The terminology of the Black Notebooks is more explicit than his other works of the same period, probably because many of those works have been manipulated by Heidegger’s own self-censorship or the censorship of the publishers, as we know to be the case in The History of Being. That terminology clarifies and confirms the meaning and conclusion of the 1940 course on Nietzsche. (253)

Faye’s conclusive remarks of the debate correctly illustrate the political outcome of the mid-20th century Germany. Aside from the terrors and atrocities which millions of people have unjustly experienced, we, as a global community, have engaged in an active discourse of human rights. As academic researchers, we must contribute to a civic and academic ecosystem where these rights are not only protected but also encouraged to flourish.
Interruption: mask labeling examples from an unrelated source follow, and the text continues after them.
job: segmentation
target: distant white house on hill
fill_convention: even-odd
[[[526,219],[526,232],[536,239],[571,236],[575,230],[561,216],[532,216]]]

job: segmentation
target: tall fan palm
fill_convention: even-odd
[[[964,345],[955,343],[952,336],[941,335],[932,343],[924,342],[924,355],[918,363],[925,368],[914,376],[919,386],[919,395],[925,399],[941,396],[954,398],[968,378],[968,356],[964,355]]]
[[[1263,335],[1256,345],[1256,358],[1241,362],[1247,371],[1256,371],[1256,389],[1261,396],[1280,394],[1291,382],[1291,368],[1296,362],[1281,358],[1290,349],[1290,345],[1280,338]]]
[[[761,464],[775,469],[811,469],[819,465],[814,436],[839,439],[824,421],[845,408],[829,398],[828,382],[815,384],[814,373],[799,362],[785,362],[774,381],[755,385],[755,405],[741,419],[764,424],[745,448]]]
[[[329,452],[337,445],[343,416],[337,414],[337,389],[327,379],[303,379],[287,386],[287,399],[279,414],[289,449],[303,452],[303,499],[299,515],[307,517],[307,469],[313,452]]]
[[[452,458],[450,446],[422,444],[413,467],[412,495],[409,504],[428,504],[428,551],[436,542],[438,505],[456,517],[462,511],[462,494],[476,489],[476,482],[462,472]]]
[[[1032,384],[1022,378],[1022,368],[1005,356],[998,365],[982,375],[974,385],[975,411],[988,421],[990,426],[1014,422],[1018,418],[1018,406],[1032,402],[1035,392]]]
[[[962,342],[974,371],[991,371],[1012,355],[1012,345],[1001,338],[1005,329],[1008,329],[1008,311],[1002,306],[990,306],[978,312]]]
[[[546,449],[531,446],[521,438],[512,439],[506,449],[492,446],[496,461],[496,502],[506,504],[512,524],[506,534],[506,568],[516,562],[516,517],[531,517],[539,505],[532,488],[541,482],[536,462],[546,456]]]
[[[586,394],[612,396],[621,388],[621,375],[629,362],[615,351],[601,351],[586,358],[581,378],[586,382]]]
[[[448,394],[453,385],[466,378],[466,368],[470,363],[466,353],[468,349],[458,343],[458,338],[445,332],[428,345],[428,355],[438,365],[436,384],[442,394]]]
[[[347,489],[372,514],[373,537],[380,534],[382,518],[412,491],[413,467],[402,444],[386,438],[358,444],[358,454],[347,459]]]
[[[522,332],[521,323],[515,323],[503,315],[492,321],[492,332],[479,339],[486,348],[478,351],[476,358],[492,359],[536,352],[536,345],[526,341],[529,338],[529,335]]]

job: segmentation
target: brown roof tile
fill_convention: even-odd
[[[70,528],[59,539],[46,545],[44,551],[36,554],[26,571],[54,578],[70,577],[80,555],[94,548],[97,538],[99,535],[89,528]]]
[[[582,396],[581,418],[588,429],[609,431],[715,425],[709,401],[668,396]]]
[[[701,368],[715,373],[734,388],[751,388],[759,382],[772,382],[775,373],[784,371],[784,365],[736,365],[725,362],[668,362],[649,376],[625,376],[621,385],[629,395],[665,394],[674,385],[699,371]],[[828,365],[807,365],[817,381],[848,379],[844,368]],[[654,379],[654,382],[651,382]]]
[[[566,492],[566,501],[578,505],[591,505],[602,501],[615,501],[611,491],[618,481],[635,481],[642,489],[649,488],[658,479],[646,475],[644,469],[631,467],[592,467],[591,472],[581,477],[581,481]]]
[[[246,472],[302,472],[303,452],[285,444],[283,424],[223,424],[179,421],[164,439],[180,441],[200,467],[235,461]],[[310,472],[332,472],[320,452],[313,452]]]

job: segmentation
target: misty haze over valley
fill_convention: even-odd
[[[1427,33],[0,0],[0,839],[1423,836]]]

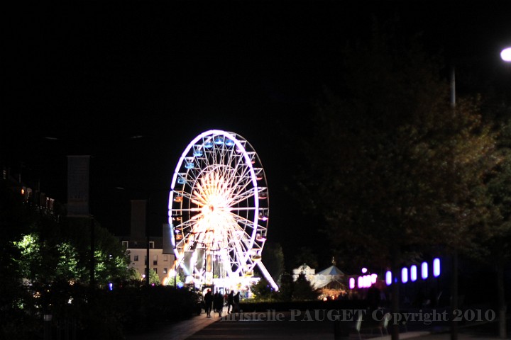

Overall, the impressions of the book are positive. The writing is clear and accessible both to students with minimal exposure to Heidegger’s work, as well as to Heidegger scholars. I would gladly recommend this piece to anyone interested in Heidegger or phenomenology at large. The book offers a wide plethora of debates concerning how we see and read Heidegger in today’s academic space. The only way for researchers to further look into the details of Heidegger’s affinities and philosophy is by enabling a discourse where such discussions are possible and reasoned through.